AU to form army against Congo rebels

A soldier from the FARDC (L) with a UN peacekeeper on Goma- Rutshuru road in North Kivu Province recently. The AU has pledged to fight M23 rebels in the area. PHOTO BY AFP

The African Union has suggested a move to form another army to DR Congo and put an end to the assault on the Kinshasa government by rebels. The statements were made yesterday morning at the opening of the 19th ordinary summit of heads of state and government by the AU commission chairman, Dr Jean Ping, days after a document was signed by the foreign ministers of scores of African states in the Great Lakes region.

The DR Congo and its neighbour Rwanda also signed the document which proposed an internationally-backed military response to the offensive by the rebels in the North Kivu Province.

The document condemned the rebels’ advances and a rebellion by the primarily Hutu fighters of the FDLR insurgent group, most of them refugees who are accused of orchestrating the 1994 Rwandan genocide.

“The AU is ready to contribute to a regional force to put to an end crisis in the DR Congo and Mali,” Dr Ping said. Human rights reports have accused Rwanda of supporting and backing the M23 rebels in the DRC hence straining the relations between the two countries.
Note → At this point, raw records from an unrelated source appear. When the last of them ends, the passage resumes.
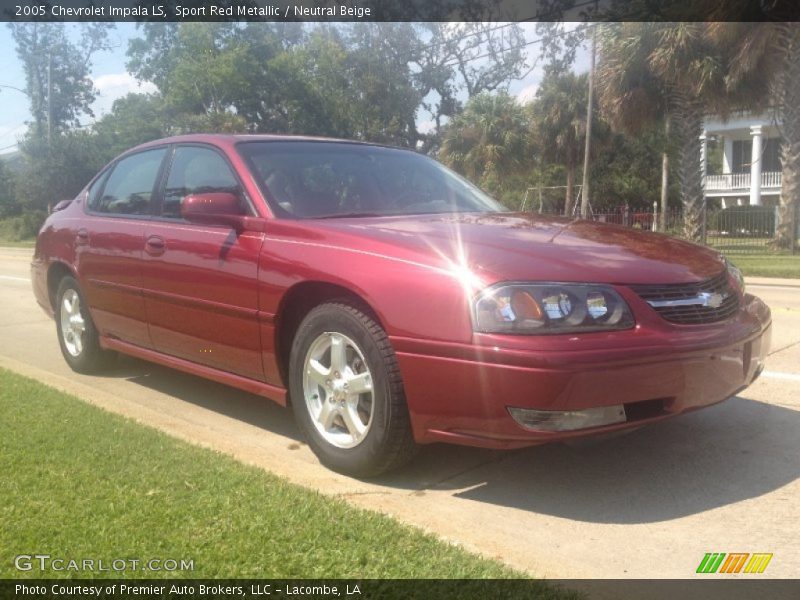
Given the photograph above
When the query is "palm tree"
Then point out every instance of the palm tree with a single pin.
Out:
(632, 97)
(487, 141)
(558, 117)
(764, 72)
(678, 62)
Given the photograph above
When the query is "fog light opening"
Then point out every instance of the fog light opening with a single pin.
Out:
(569, 420)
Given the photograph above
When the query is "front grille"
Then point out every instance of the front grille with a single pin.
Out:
(708, 301)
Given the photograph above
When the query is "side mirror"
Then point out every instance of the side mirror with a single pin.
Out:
(218, 208)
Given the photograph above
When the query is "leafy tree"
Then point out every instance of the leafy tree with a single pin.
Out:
(8, 203)
(57, 171)
(558, 125)
(672, 73)
(766, 56)
(57, 71)
(488, 141)
(632, 97)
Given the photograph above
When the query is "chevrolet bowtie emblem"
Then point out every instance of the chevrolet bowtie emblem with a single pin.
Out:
(710, 300)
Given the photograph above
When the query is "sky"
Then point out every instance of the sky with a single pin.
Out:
(112, 81)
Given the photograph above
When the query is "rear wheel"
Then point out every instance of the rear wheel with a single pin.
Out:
(347, 393)
(77, 335)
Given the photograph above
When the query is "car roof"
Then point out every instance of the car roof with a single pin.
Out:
(228, 139)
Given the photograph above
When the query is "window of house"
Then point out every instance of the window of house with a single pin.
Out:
(742, 156)
(129, 188)
(772, 155)
(197, 170)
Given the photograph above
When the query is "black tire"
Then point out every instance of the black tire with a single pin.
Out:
(87, 356)
(388, 442)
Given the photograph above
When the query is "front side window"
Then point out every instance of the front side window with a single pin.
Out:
(331, 179)
(196, 170)
(129, 188)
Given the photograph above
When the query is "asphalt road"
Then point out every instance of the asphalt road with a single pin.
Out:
(646, 505)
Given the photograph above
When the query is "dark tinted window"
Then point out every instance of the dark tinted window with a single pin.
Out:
(197, 170)
(325, 179)
(95, 188)
(129, 188)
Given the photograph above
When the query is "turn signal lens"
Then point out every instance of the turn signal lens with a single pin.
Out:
(525, 306)
(549, 308)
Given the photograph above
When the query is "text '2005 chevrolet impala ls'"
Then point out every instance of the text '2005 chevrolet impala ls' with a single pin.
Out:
(388, 300)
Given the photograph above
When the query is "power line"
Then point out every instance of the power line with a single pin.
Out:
(487, 54)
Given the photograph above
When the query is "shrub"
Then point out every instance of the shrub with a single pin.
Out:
(744, 220)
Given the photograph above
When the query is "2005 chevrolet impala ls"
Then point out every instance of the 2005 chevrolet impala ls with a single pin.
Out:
(391, 302)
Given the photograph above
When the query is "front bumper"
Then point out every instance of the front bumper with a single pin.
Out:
(461, 393)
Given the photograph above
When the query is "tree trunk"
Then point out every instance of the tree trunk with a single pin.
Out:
(688, 120)
(570, 197)
(790, 149)
(665, 178)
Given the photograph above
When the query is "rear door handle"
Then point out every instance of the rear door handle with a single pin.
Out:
(155, 245)
(82, 236)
The UN Deputy Secretary General, Mr Jan Eliasson, also pledged UN’s support to the cause in ending assaults in DR Congo, Mali, Sudan and also Uganda’s Joseph Kony whom he said remains ‘extremely dangerous’ .

uncertainty
It is, however not clear where the troops will come from to establish the neutral international force that would take on the Congolese rebel groups since only Uganda and Burundi first agreed to contribute to Amisom until recently when the Kenyan government also weighed in on pressures from the al-shabbaab to enter Somalia capital Mogadishu.